Whether you have a rail pass or just want to avoid checking your bags and cramming into squished airplane seats, trains between Italy and Germany offer direct transportation between some of Europe's major visitor destinations. Traveling overnight, these trains transport you from city center to city center while you sleep. The cost and comfort level vary considerably depending on when and what class you book, so it pays to shop around.
Euro Night/City Night Line
Because of the distances involved, trains between Italy and Germany run during the night train service. These extra long trains do not run express like the high-speed Italian and German trains typically used for long-distance travel. Making many station stops - even between major cities - one train each evening runs north and one runs south picking up all passengers traveling between the two countries. Rome and Munich form the end points of the sole night route between Italy and Germany, stopping in Orvieto, Chiusi, Florence, Bologna, and Verona along the way.
Passengers traveling on the Euro Night from Italy can connect to other destinations farther north within Germany, such as Baden Baden, Frankfurt or Hamburg, upon reaching Munich in the early morning. To reach or leave from Venice, take any train eastbound from Verona. Trains to and from Milan take a different route through the Alps. To reach Milan or travel to Germany from there, combine a short high-speed day-time train between Milan and Zurich or Basel coupled with the night train to Berlin.
Euro Night and City Night Line trains offer three types of seating and sleeping options for passengers: private compartments, couchette bunks and reclining seats. Within each category, you have options for space and amenities. Deluxe sleepers, with private shower and bathroom, form the first-class option and come with one to three beds. Second-class sleepers, with one to four beds and only a washbasin, are also available. Sleeper cars provide the hotel on wheels experience, with breakfast served in your room each morning and an attendant in each car who handles your needs and gets your tickets checked by the conductor so you are not bothered during your trip.

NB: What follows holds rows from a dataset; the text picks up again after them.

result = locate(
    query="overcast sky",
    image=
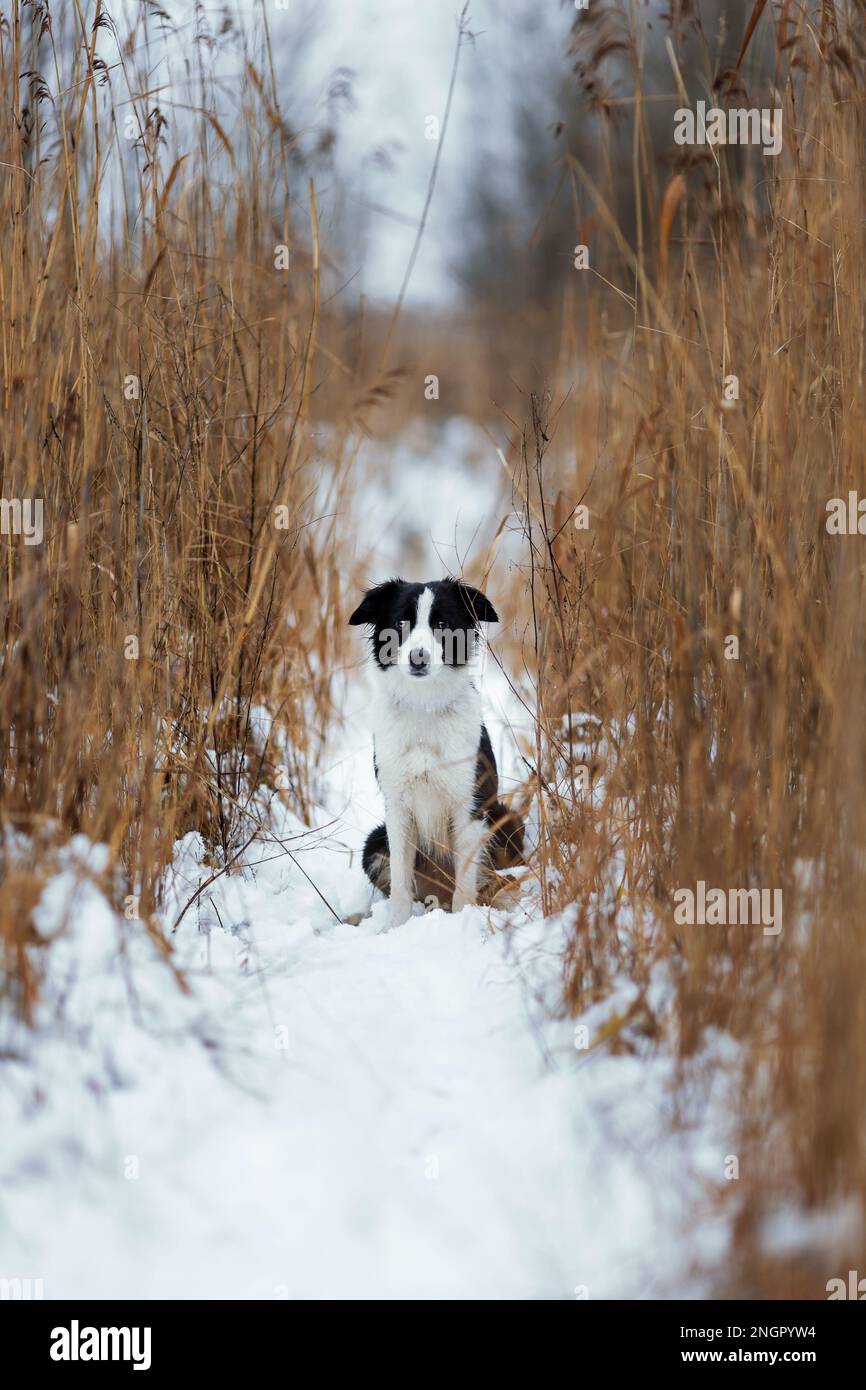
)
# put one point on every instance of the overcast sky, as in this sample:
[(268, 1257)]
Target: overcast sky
[(401, 54)]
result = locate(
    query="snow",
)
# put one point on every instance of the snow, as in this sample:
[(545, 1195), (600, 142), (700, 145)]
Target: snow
[(332, 1111)]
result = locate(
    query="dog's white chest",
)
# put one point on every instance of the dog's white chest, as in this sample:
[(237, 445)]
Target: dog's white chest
[(427, 763)]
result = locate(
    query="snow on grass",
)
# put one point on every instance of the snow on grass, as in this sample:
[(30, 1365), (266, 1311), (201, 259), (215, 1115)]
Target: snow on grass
[(330, 1111)]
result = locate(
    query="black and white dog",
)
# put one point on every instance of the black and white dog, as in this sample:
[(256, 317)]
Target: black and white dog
[(445, 830)]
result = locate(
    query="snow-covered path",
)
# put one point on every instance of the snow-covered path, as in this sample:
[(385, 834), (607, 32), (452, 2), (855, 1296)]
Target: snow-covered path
[(332, 1112)]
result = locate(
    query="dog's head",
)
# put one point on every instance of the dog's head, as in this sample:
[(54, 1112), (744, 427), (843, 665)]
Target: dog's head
[(424, 634)]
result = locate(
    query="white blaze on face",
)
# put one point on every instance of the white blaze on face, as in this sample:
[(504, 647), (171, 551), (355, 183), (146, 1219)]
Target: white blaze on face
[(420, 635)]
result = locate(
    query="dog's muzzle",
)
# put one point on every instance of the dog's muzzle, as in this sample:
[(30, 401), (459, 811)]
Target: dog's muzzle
[(419, 662)]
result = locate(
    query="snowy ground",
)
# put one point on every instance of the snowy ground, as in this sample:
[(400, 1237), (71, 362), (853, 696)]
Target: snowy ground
[(331, 1109)]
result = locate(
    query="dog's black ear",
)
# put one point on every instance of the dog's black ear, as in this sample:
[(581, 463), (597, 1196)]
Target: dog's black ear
[(376, 603), (477, 602)]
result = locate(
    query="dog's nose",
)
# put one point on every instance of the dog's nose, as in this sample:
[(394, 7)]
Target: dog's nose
[(419, 660)]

Couchette cars are the train equivalent of bunk beds at camp; four to six people who don't necessarily know each other in a tight bunk bed arrangement with minimal amenities. On some German City Night Line trains, deluxe couchette cars also include en-suite bathrooms with showers, but otherwise there are no shower facilities in couchette cars. Newer couchette cars from Germany to Italy are generally more well-maintained and aesthetically pleasing than the Euro Night trains from Italy north. If you don't want to pay a premium for a bed, seated cars with reclining seats and no amenities are the most economical way to travel by train between Italy and Germany.
How to Book
Book tickets for train travel between Italy and Germany through either Trenitalia (trenitalia.com), the Italian national rail network, or Deutsche Bahn (bahn.com), the German national rail network. Both offer online booking from overseas, with an option to print your ticket on your home computer. When booking through the online systems, look at the detailed stop and transfer information for your trip because the websites often serve up circuitous evening routes with lengthy stopovers in the middle of the night, as they are showing every available route between the two destinations. Look for the CNL train designation on Deutsche Bahn or the EN abbreviation on Trenitalia.